Market and Funding Reality Check for AI-First Light Jets
Investors have poured billions into next-generation aviation—from eVTOL air taxis to autonomous systems—through defense programs like the U.S. Air Force’s AFWERX initiatives and private-market raises by well-known startups. Analysts at firms such as McKinsey have tracked AAM capital flows in the tens of billions since 2020, but funding has grown more selective as timelines stretch and certification risk is repriced.
An AI-first light jet could find dual-use traction if it demonstrates measurable safety or cost advantages. Airlines and charter operators care about dispatch reliability, pilot workload reduction, and fuel efficiency. Defense customers prize autonomy for training, surveillance, and contested logistics. Without clear, certifiable performance improvements, however, the pitch becomes a hard sell in a cautious capital market.

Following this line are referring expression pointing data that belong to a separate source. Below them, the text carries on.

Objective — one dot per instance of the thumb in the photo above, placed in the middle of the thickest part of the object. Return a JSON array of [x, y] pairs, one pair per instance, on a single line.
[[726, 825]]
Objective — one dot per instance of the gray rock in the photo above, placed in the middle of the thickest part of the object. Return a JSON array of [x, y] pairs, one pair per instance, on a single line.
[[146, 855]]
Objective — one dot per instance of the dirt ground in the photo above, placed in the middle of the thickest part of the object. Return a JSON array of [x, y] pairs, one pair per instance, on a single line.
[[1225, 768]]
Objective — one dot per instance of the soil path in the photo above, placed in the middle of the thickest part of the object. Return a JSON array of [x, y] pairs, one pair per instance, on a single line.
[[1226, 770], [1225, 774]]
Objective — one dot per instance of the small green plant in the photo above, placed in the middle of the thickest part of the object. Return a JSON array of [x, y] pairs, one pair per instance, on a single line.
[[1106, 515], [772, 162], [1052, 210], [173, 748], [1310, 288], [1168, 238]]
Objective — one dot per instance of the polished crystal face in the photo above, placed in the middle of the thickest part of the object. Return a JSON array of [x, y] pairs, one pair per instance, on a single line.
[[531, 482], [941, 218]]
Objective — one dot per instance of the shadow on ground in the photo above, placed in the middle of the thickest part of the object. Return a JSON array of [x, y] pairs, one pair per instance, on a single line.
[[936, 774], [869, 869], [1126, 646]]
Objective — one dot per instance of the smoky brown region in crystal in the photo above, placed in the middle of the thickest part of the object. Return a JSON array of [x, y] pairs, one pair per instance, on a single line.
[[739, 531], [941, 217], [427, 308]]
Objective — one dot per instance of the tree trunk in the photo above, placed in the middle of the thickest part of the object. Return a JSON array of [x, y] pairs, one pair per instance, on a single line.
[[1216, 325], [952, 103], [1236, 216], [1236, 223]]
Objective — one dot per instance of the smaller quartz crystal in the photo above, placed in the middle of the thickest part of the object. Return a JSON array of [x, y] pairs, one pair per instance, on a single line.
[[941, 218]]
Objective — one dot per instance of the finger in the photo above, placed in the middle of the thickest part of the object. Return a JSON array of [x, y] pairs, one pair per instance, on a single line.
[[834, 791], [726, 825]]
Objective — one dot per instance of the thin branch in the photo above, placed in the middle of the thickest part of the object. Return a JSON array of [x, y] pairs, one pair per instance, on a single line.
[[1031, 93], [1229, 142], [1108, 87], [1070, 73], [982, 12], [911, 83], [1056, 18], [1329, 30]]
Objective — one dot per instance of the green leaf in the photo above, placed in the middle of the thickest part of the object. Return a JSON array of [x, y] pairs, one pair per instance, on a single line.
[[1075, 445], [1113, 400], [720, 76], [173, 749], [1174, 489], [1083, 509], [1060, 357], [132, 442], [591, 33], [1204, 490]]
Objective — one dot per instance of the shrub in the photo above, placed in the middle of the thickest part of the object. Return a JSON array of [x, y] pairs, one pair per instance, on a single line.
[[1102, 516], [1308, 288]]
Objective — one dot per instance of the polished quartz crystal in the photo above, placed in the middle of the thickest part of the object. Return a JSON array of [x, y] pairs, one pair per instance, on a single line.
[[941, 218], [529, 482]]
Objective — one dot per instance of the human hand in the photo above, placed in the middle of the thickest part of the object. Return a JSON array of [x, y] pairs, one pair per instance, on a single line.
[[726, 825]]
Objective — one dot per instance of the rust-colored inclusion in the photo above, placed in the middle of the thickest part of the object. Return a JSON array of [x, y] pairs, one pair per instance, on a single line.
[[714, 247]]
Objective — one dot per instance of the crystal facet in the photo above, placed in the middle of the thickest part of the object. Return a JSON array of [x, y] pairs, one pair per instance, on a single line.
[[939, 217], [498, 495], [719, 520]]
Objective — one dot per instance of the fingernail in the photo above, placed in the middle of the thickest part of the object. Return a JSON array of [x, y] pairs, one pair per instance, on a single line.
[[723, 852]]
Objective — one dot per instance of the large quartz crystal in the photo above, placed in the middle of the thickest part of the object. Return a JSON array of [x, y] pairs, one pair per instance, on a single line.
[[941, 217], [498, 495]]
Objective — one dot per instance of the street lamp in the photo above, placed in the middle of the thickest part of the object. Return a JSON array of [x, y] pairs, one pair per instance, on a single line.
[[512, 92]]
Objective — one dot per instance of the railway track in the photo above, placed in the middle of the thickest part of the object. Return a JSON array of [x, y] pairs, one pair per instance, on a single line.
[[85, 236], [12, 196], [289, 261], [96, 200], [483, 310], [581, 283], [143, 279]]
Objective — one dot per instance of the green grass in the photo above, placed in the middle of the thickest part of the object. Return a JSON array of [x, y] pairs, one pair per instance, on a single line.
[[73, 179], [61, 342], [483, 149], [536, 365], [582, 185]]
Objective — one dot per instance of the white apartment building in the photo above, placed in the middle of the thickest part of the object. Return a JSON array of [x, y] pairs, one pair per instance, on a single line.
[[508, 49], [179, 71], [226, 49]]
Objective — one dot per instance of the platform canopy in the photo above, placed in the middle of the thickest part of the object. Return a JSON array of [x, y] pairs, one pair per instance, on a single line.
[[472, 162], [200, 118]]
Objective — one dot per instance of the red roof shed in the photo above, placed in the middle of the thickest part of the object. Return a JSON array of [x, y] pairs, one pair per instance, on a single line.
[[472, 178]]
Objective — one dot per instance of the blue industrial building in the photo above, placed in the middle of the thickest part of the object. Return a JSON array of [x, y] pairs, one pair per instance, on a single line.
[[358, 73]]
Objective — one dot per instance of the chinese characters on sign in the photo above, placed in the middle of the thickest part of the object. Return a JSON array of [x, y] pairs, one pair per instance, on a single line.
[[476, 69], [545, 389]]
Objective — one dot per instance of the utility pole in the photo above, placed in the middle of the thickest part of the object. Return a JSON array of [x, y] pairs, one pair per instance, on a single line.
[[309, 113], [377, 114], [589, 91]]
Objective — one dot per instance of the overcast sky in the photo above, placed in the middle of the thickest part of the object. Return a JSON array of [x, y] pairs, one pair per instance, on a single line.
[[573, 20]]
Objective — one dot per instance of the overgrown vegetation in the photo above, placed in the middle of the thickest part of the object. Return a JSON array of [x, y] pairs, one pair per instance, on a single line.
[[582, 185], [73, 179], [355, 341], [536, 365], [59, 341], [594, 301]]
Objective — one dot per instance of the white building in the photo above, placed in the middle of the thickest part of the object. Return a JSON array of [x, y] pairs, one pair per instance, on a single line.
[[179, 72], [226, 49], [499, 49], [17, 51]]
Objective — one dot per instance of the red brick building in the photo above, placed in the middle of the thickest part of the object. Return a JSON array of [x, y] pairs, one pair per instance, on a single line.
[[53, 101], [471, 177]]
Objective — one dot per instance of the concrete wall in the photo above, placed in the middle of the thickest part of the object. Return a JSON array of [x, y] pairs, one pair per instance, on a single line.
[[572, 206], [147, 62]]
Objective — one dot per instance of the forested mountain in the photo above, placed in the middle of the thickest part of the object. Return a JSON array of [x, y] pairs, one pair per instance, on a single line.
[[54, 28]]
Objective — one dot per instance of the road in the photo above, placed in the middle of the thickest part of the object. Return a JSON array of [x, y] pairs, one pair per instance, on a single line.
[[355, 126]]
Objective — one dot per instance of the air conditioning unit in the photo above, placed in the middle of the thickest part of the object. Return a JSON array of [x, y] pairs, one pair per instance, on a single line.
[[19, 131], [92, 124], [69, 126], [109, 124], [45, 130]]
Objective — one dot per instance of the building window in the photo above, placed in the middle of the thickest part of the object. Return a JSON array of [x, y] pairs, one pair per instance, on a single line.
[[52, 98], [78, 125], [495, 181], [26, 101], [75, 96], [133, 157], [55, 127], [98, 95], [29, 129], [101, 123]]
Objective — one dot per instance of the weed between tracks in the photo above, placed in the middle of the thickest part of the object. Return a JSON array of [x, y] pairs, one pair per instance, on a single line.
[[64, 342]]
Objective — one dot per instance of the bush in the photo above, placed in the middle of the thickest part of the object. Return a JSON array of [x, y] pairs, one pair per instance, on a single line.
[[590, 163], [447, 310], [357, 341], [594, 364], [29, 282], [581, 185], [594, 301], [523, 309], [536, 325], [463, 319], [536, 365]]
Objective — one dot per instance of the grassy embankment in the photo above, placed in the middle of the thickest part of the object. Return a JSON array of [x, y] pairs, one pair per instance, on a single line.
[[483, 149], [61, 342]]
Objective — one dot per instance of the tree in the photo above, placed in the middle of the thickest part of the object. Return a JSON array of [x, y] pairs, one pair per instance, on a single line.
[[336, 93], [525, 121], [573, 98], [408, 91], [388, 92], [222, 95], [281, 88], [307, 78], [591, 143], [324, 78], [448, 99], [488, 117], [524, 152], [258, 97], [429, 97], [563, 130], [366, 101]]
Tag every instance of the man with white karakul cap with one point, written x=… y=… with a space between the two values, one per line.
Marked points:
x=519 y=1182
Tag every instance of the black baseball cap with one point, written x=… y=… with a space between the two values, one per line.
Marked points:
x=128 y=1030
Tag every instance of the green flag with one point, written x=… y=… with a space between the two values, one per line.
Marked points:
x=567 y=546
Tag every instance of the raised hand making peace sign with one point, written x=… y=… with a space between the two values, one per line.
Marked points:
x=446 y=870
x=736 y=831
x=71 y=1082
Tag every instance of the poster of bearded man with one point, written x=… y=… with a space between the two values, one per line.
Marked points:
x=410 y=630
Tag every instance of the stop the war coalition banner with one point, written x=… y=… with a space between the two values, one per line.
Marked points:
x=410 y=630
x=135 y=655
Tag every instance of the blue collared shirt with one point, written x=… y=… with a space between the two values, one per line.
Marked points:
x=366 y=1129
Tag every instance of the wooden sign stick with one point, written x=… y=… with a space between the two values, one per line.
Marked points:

Reputation Overhang and Governance Risks for Investors
Milton’s 2022 fraud conviction and subsequent presidential pardon are inseparable from the fundraising narrative. Governance, transparency, and program discipline will be central investor concerns, especially given the safety-critical nature of aviation. Expect diligence to focus on board independence, quality systems, supplier oversight, software safety cases, and the caliber of the avionics leadership bench.
Bringing in former colleagues may accelerate execution, but aerospace certification differs materially from automotive-style homologation. Investors will want evidence of experienced designated engineering representatives, robust human-factors testing plans, and early engagement with the FAA on certification basis and means of compliance.
What to Watch Next as Milton Pitches AI-Powered Jets
Key milestones to gauge credibility include:
- A defined certification strategy under Part 23
- Disclosure of Tier-1 avionics and flight-control partners (think Honeywell, Collins, or Garmin) or a convincing rationale for a homegrown stack
- A realistic prototype timeline tied to envelope expansion
- A safety case that moves beyond marketing to verification artifacts
On the financial side, signs of committed capital, not just soft circles, will matter. Any early research contracts from defense agencies, memoranda with charter operators, or pilot training partnerships would further validate demand. For now, Milton’s $1B raise for AI-powered planes is a high-risk, high-visibility bet that will live or die on execution and regulatory proof.